Question

How do you simplify it??

Answer 1

Please see a Proof of Ex. 15 in the Explanation.

Explanation:

Let us solve Ex. 15.

We will use these Identities :

`(1+cosalpha)=2cos^2(alpha/2), (1-cosalpha)=2sin^2(alpha/2)`.

`2sin(alpha/2)cos(alpha/2)=sinalpha`.

Method 1 :

`sqrt{(1-cosalpha)/(1+cosalpha)}+sqrt{(1+cosalpha)/(1-cosalpha)}`,

`={(1-cosalpha)+(1+cosalpha)}/sqrt{(1+cosalpha)(1-cosalpha)}`,

`=2/sqrt(1-cos^2alpha)`,

`=2/|sinalpha|`,

`rArr sqrt{(1-cosalpha)/(1+cosalpha)}+sqrt{(1+cosalpha)/(1-cosalpha)}=2|cscalpha|`.

Method 2 :

`sqrt{(1-cosalpha)/(1+cosalpha)}+sqrt{(1+cosalpha)/(1-cosalpha)}`,

`=sqrt{(2sin^2(alpha/2))/(2cos^2(alpha/2))}+sqrt{(2cos^2(alpha/2))/(2sin^2(alpha/2)}`,

`=|sin(alpha/2)/cos(alpha/2)|+|cos(alpha/2)/sin(alpha/2)|`,

`={|sin(alpha/2)|^2+|cos(alpha/2)|^2}/(sin(alpha/2)*cos(alpha/2))`,

`=1/|(sin(alpha/2)*cos(alpha/2))|xx2/2`,

`=2/(2|sin(alpha/2)*cos(alpha/2)|)`,

`=2/|sin(2*alpha/2)|`,

`=2/|sinalpha|`, as before!

Ex. 16 can be proved in the similar fashion.

Since, the L.H.S. is non-negative, so has to be the

R.H.S.

Answer 2

# sqrt{ {1-cos alpha}/{ 1 + cos alpha} } + sqrt{ {1 +cos alpha}/{ 1 - cos alpha} } = | 2 csc alpha | #

Explanation:

I'm geeky enough to recognize these forms as associated with the tangent half angle formulas.

The first stem from the cosine double angle formula:

`cos 2x = cos ^2 x - sin ^2 x = 2 cos ^2 x -1 = 1 - sin ^2 x`

These provide a nice way to change 1 plus or minus cosine to twice the square of the trig function of a half angle.
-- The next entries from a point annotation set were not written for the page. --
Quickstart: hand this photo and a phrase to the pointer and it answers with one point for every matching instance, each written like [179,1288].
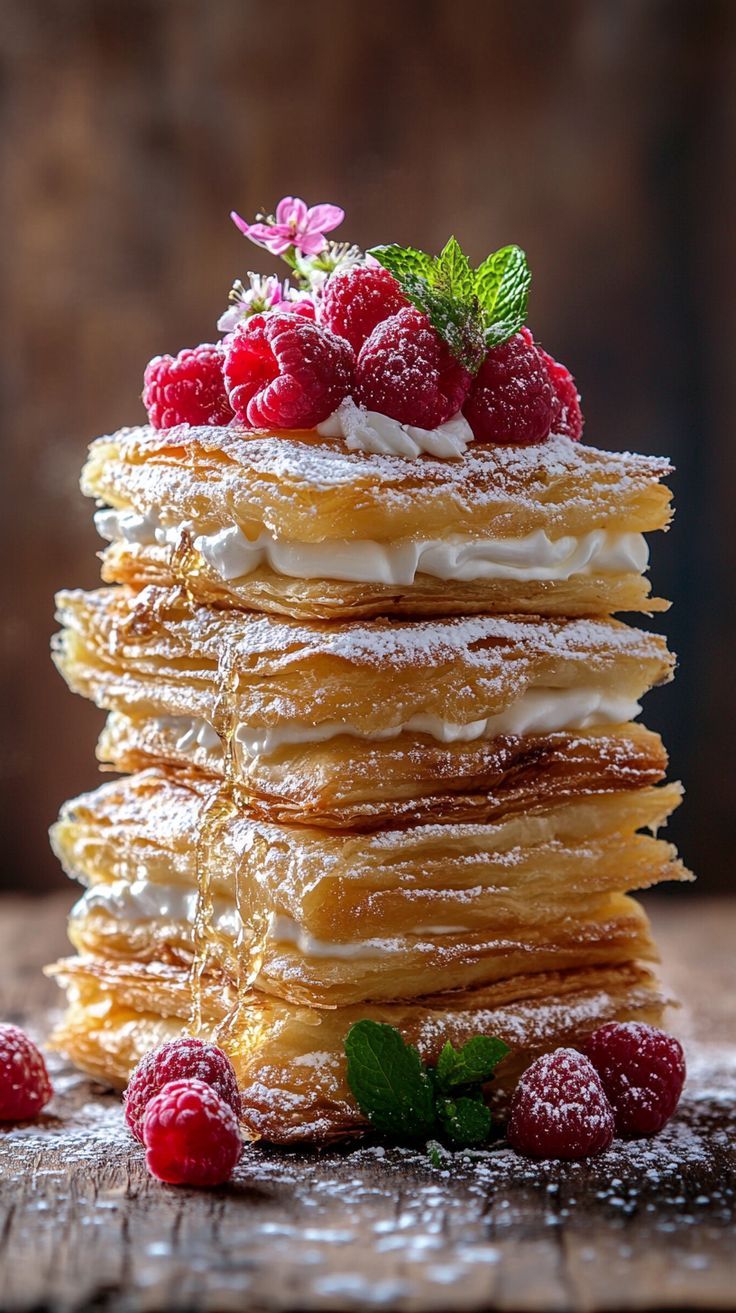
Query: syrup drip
[185,562]
[213,854]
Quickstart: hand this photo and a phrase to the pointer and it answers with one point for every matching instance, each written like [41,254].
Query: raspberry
[642,1070]
[560,1108]
[286,372]
[406,370]
[24,1081]
[179,1060]
[567,416]
[358,300]
[512,398]
[186,389]
[190,1135]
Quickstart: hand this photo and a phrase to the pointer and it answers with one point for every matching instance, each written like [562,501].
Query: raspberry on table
[559,1108]
[286,372]
[407,372]
[642,1070]
[512,398]
[567,415]
[179,1060]
[186,389]
[190,1135]
[25,1087]
[358,300]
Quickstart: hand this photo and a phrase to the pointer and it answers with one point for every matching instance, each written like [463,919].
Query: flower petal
[291,210]
[324,218]
[310,243]
[277,239]
[240,223]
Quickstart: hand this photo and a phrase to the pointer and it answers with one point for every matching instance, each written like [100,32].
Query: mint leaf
[453,319]
[465,1120]
[453,269]
[470,309]
[404,261]
[388,1081]
[474,1064]
[436,1153]
[501,286]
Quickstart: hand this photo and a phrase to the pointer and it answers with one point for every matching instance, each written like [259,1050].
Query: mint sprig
[390,1081]
[406,1099]
[474,1064]
[471,309]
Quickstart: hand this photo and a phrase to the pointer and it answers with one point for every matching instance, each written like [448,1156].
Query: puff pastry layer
[156,653]
[303,489]
[290,1060]
[356,917]
[350,783]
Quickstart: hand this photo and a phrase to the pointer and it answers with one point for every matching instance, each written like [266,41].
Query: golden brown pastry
[352,783]
[298,524]
[270,686]
[290,1060]
[348,917]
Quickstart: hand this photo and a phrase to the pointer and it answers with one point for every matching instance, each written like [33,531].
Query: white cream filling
[539,710]
[144,901]
[533,557]
[370,431]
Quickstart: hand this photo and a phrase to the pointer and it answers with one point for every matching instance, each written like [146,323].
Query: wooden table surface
[647,1225]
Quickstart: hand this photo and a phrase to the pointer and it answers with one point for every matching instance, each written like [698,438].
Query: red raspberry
[24,1081]
[179,1060]
[190,1135]
[512,398]
[560,1108]
[407,372]
[567,416]
[358,300]
[286,372]
[643,1073]
[186,389]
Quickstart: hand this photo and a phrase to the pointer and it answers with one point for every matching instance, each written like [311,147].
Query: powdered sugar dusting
[382,1228]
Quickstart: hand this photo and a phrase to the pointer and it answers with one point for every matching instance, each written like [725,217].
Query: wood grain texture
[598,135]
[647,1225]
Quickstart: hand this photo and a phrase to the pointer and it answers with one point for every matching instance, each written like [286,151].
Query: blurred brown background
[598,134]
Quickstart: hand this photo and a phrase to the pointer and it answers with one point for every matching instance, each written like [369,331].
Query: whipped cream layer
[533,557]
[172,905]
[370,431]
[539,710]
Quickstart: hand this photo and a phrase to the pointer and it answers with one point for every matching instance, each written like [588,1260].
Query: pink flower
[294,226]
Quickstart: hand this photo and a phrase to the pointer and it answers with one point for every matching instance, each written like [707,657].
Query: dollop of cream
[533,557]
[370,431]
[539,710]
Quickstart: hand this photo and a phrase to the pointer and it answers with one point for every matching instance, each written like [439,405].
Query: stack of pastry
[381,756]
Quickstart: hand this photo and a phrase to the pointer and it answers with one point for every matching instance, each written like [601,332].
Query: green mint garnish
[388,1081]
[466,1120]
[474,1064]
[471,309]
[406,1099]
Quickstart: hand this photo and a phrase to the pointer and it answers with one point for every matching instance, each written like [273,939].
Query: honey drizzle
[223,802]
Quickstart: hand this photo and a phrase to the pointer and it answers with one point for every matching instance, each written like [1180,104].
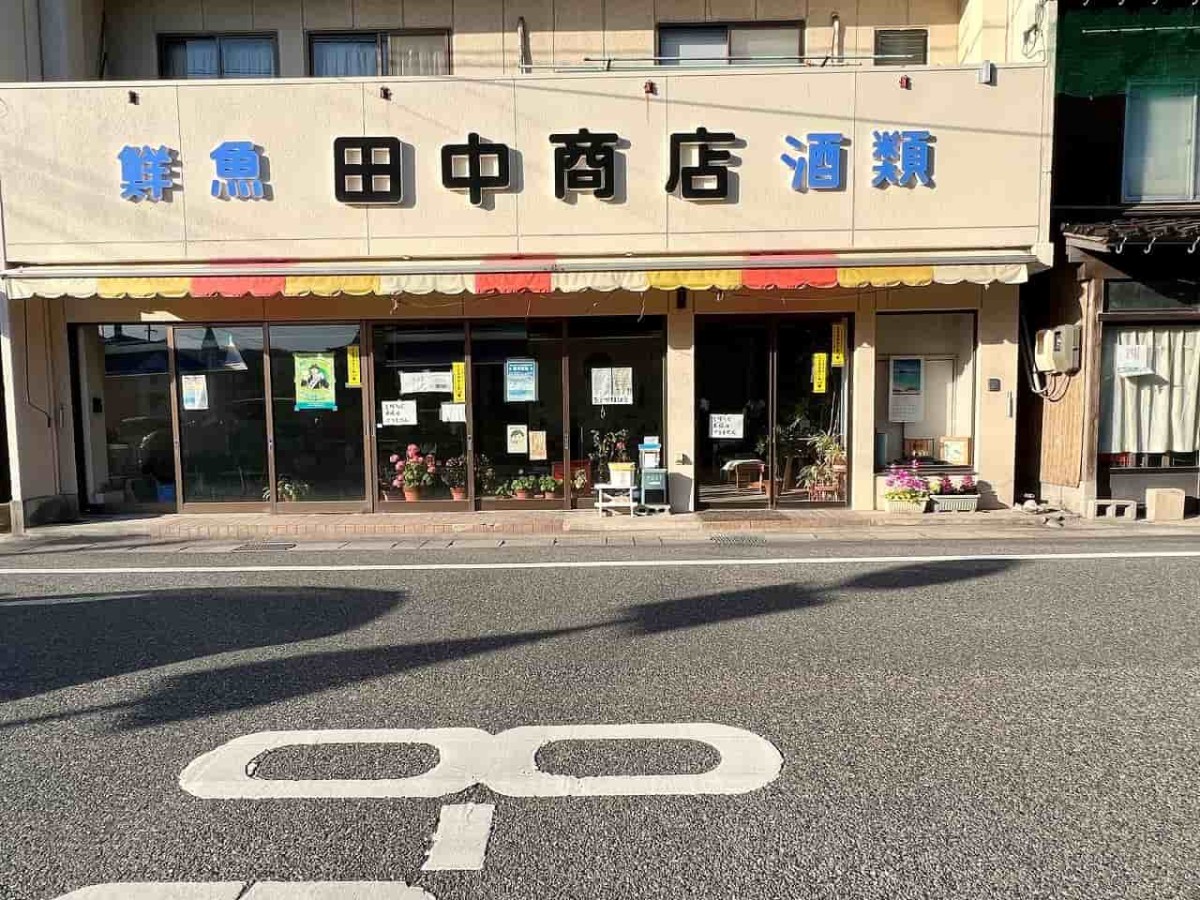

It's easier in symbols:

`2 cos ^2 x = 1 + cos 2 x`

`2 sin ^2 x = 1 - cos 2 x`

We get

`sqrt{ {1-cos alpha}/{ 1 + cos alpha} } = \sqrt{ { 2 sin ^2 ( alpha/2 ) } / { 2 cos ^2 (alpha/2)} } = \sqrt{ tan^2 (alpha/2) } = |tan(alpha/2)|`

I always get concerned when the absolute value appears. But w're after the sum of principal values, positive numbers, so let's go with it.

`sqrt{ {1-cos alpha}/{ 1 + cos alpha} } + sqrt{ {1 +cos alpha}/{ 1 - cos alpha} }`

`= |tan(alpha/2)| + |1/ tan(alpha/2)|`

The tangent and its reciprocal have the same sign so we can bring them together like this:

`=| tan(alpha/2) +1/ tan(alpha/2)|`

`=| { 1 + tan^2(alpha/2) }/ tan(alpha/2)|`

`=| { sec^2(alpha/2) }/ tan(alpha/2)|`

`= | 1/ cos^2(alpha/2) cdot cos(alpha/2)/sin(alpha/2) |`

`= | 1/ { cos(alpha/2) sin(alpha/2) } |`

`= | 2/ sin alpha |`

`= | 2 csc alpha |`

Wow, that simplified.

`sqrt{ {1-cos alpha}/{ 1 + cos alpha} } + sqrt{ {1 +cos alpha}/{ 1 - cos alpha} } = | 2 csc alpha |`

Let's check it. Let's see what the Socratic grapher does with it. We'll plot

# sqrt{ {1-cos alpha}/{ 1 + cos alpha} } + sqrt{ {1 +cos alpha}/{ 1 - cos alpha} } - | 2 csc alpha | #

graph{sqrt((1-cos x)/(1 + cos x)) + sqrt((1 +cos x)/( 1 - cos x ) ) - | 2 csc x| [-0.00782, 0.007924, -0.0003786, 0.0004086]}

That's zero, though it does get hinky around the singularities at `alpha=k pi`.

Gotta go, can't do the other one right now.